The past three days have been the highlight of my career as we spent them guiding in Sabi Sabi with two ‡Khomani Sa, better known as Bushmen.
Before everyone jumps to the conclusion that I am being politically incorrect, this is the name by which these people told me they choose to be known. The reason for this is that they believe that they are part of the bush; even the name San has been changed to Sa as they feel that they are separate from other [San] groups. The symbol before the name indicates a click that forms part of their language.
If you have seen the movie The Gods Must Be Crazy, the Bushman actor in the movie is the father of the two men that came to explore our amazing piece of Africa.
The pair were as observant and inquisitive as children. We watched as they explored the bush, touching, observing and listening to all that was going on around them. The smallest details were treasured the most. They would sit on their haunches and watch closely before talking away in the their language of clicks. They would confer for at least 10 minutes before giving us their insights into what they had observed. When I eventually understood them, I was fascinated to discover how similar their observations were to my scientific knowledge. The only difference was the simplicity with which they had understood all that they had observed.
Their connectedness with the environment was so intense that I do not have the words to describe my feelings as I listened to them recounting stories and viewing the lush green bush. These ‡Khomani Sa are from the Kalahari Desert and the vegetation here at Sabi Sabi left them gawking. They looked at the trees that had been pushed over and after mulling over the situation for a bit they explained how the elephants had so much to eat here that they were not worried about wastage. This would never happen in the desert, they told us, as there were so few resources.
Their stories were not just spoken but acted out, leaving us giggling like schoolchildren. One tale that left me breathless with laughter was about a Bushman boy who was out with his elders learning about the bush.
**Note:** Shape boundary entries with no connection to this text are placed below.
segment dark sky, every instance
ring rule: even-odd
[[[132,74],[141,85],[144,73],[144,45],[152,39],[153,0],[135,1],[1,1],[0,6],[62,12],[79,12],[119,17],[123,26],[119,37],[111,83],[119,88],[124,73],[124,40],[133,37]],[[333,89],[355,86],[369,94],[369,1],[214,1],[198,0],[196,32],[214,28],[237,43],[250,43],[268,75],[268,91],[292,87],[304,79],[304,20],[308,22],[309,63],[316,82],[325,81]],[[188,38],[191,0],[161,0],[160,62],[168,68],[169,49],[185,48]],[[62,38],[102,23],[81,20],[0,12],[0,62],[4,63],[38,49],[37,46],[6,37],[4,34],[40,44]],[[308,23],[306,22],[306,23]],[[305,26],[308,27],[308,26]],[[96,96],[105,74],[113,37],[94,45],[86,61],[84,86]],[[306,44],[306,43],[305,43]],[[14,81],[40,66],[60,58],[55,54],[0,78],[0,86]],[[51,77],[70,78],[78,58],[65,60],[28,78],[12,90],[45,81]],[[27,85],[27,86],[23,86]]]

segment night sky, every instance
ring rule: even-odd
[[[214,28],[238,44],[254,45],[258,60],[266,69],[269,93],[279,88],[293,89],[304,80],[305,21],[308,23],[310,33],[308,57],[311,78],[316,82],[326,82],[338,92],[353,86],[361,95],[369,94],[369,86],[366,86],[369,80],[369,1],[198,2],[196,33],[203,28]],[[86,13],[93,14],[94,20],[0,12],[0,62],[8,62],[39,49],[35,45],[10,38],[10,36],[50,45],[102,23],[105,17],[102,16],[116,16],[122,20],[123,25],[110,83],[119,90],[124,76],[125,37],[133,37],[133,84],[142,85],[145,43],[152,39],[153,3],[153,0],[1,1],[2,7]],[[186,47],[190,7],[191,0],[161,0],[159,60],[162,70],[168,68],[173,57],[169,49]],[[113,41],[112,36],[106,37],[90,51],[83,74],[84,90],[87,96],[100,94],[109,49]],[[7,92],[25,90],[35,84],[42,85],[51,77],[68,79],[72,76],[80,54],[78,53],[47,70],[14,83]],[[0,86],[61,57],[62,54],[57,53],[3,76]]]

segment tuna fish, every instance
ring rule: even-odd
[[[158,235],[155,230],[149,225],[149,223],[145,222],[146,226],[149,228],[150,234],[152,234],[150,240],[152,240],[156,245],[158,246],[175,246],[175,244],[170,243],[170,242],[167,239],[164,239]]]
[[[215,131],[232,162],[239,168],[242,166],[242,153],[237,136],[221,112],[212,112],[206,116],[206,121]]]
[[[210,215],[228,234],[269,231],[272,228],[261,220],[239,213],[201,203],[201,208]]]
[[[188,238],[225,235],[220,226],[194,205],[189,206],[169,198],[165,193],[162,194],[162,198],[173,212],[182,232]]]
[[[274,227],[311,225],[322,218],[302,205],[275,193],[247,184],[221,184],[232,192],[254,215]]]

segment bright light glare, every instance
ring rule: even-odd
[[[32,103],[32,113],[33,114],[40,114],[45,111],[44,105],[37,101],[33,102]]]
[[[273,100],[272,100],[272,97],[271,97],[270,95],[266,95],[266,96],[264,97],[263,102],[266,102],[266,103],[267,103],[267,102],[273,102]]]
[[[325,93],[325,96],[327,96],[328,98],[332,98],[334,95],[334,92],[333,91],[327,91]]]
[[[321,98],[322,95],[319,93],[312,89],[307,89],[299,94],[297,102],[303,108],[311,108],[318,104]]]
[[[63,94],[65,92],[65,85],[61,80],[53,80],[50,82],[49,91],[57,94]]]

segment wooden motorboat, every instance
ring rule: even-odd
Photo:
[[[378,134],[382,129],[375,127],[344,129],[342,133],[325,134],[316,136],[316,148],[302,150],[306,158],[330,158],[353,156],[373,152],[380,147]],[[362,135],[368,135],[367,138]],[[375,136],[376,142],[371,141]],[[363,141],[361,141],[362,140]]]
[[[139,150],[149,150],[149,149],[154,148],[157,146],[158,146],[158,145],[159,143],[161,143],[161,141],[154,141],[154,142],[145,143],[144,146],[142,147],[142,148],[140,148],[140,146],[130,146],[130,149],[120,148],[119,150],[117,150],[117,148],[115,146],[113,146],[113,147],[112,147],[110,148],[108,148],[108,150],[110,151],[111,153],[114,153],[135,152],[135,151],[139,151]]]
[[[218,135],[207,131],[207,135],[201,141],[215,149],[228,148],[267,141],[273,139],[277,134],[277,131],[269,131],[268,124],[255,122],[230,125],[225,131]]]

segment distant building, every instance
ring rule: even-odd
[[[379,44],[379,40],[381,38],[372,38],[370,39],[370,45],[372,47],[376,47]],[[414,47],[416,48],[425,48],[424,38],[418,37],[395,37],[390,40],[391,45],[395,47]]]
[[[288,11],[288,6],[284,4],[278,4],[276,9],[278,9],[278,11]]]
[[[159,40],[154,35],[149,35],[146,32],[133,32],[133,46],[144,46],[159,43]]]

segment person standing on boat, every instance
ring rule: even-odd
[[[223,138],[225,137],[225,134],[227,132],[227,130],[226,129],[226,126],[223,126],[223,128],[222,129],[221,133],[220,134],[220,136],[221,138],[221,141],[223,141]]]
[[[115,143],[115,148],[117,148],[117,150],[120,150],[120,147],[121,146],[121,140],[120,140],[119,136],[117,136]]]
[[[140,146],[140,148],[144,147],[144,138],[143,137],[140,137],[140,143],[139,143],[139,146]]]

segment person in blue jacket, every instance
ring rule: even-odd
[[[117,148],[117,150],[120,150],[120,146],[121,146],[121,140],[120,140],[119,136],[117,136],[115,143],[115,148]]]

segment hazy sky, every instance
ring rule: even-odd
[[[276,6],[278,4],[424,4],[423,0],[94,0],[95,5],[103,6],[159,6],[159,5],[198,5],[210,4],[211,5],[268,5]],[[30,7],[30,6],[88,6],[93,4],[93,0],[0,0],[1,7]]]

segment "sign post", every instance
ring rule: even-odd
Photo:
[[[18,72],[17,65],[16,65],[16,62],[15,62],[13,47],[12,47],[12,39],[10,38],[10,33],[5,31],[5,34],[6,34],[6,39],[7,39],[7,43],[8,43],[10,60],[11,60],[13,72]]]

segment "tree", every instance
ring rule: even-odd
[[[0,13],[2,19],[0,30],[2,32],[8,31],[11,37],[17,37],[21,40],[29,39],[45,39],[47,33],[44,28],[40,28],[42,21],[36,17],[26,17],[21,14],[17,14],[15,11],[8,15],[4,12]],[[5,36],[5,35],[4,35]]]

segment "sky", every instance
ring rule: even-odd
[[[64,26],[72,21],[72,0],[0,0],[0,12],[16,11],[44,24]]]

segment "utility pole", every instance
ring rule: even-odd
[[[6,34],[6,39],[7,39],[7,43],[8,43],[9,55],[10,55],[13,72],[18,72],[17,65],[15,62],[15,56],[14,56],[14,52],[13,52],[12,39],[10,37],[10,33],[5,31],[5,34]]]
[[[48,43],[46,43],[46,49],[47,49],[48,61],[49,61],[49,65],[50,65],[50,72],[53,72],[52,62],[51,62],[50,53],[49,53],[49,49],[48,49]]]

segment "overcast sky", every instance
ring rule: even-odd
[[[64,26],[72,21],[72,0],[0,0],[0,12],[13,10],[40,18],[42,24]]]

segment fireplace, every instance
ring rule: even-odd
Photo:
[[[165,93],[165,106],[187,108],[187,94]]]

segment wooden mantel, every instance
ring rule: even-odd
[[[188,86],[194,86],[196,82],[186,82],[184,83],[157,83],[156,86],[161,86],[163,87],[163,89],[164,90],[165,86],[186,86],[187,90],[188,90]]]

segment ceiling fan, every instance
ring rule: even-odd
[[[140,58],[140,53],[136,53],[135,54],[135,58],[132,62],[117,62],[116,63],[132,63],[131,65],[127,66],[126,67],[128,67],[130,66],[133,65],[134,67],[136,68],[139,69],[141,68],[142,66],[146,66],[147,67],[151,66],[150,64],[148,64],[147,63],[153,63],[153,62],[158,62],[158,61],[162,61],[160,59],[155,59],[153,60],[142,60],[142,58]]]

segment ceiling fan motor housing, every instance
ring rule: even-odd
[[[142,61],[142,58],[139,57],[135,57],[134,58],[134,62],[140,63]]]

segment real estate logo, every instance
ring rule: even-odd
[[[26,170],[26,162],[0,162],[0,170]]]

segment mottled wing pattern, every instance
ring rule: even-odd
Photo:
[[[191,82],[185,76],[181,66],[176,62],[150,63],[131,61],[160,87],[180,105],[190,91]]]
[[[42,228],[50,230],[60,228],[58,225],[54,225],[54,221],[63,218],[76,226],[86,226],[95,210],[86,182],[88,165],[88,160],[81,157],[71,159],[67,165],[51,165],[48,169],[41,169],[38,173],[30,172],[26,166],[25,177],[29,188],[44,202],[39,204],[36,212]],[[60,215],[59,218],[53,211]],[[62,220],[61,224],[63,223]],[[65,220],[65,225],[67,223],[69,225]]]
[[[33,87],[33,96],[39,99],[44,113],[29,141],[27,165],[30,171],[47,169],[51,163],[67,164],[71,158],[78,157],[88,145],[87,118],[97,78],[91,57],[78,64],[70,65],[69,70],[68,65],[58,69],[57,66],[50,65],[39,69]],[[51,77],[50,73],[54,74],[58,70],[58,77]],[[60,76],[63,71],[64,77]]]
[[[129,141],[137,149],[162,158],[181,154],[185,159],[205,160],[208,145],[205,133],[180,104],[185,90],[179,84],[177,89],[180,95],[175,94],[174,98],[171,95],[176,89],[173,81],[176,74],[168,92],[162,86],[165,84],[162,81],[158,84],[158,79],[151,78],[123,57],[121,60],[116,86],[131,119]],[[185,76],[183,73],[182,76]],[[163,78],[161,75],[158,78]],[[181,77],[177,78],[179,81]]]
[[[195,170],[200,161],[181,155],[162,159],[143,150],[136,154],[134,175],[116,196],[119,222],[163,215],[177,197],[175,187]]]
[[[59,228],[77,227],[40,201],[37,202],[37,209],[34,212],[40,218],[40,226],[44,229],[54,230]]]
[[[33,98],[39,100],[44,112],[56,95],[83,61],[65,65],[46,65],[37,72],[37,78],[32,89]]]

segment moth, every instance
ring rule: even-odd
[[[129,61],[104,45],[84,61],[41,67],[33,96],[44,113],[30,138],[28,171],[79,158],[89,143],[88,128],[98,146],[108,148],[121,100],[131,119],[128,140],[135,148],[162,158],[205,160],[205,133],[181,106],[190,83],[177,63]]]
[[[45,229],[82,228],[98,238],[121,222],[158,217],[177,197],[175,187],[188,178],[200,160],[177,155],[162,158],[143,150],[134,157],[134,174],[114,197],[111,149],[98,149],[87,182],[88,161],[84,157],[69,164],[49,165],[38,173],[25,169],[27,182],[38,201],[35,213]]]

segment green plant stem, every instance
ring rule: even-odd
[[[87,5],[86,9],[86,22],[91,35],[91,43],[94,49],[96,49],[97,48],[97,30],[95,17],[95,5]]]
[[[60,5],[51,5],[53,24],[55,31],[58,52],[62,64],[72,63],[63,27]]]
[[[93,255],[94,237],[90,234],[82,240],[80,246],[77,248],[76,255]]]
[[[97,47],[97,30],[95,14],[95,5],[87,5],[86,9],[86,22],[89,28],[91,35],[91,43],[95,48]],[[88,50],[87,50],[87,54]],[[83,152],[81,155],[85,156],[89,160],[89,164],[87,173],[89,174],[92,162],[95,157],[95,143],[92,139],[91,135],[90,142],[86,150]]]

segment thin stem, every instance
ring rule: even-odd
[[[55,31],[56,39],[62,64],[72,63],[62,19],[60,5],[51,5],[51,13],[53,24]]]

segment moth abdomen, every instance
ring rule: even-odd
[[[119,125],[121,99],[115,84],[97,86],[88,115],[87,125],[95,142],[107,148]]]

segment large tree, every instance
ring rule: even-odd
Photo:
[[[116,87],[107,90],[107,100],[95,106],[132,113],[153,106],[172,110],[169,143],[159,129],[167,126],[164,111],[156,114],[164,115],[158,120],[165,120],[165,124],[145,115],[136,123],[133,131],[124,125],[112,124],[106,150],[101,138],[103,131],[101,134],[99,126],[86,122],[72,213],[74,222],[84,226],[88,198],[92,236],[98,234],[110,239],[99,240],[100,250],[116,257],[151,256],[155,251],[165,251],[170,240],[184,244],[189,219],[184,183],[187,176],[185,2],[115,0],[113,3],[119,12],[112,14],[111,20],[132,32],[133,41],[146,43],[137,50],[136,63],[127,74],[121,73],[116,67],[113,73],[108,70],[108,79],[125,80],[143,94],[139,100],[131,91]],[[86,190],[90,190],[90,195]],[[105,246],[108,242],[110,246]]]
They found an elephant lying down and the boy exclaimed excitedly that the elephant was dead and that they should get its meat. The elders explained that the elephant was merely sleeping. The boy, as boys will, believed he was right and slipped off to get some meat. He climbed into the anus of the elephant to access the soft flesh inside without having to negotiate the thick hide. While filling his collection bag, the space became dark and before the boy knew it all light had disappeared. The elephant had closed her anus. The boy was so confused at how quickly it had got dark but none the less carried on filling the bag with meat.
Finally the elephant stood up and felt discomfort in its tummy and began to push to relieve itself. The boy clutched his collection bag as he felt himself being moved back towards the opening through which he had entered. With a squeeze, the elephant pushed the young man’s head out, leaving him with the realisation that night had not set in and that the elephant was still alive. With another push his shoulders emerged and with the last push the elephant evacuated him onto the ground. She turned to examine what had caused such discomfort. Seeing what appeared to be an elephant calf, she immediately decided that she had given birth. The boy looked up from his foetal position and saw the elephant looking down at him and was convinced he was about to be killed. His immediate reaction was to run for his life and the elephant was left chasing after what she thought was her baby.
The actions that accompanied the story were too funny to even describe! They recounted many tales during their stay. When we explained the uses of Sabi Sabi’s different plants they explained about the plants that they use for the same purposes in the Kalahari. One day, a massive thunderstorm rolled in and they were so happy just to sit and watch it.
At one stage they challenged us to keep up with them as they walked at the pace they adopt in the Kalahari. Their lithe bodies bounced up and down as they motored across the bush with us almost jogging to keep up. By the time we had completed about a kilometre and returned to the vehicle, we were panting and sweating, our muscles burning. But they hadn’t even broken a sweat. In their home territory, they are able to keep up that pace for three days and in heat that can soar to 50°C. When hunting, they can run their prey to death by not allowing it to stop and rest.
Another highlight was a visit to some ancient rock paintings. There, they squatted on their haunches, examining the artwork and trying to decipher it. In an attempt to figure out what message had been left behind, they chatted together for more than 20 minutes and finally concluded that the drawings were very different to those that they would leave in the desert and that they were not able to interpret them properly. They also did not want to upset their ancestors by making something up. It is this humility that struck a chord with me and left me loving every moment in their company.
These amazing people and their culture are rapidly disappearing, with only 52 authentic ‡Khomani Sa left and just two able to speak the original language. I feel honoured to have spent this time with them. I have no doubt that their culture will eventually be lost but I hope that what they taught us will be passed on to all that we guide.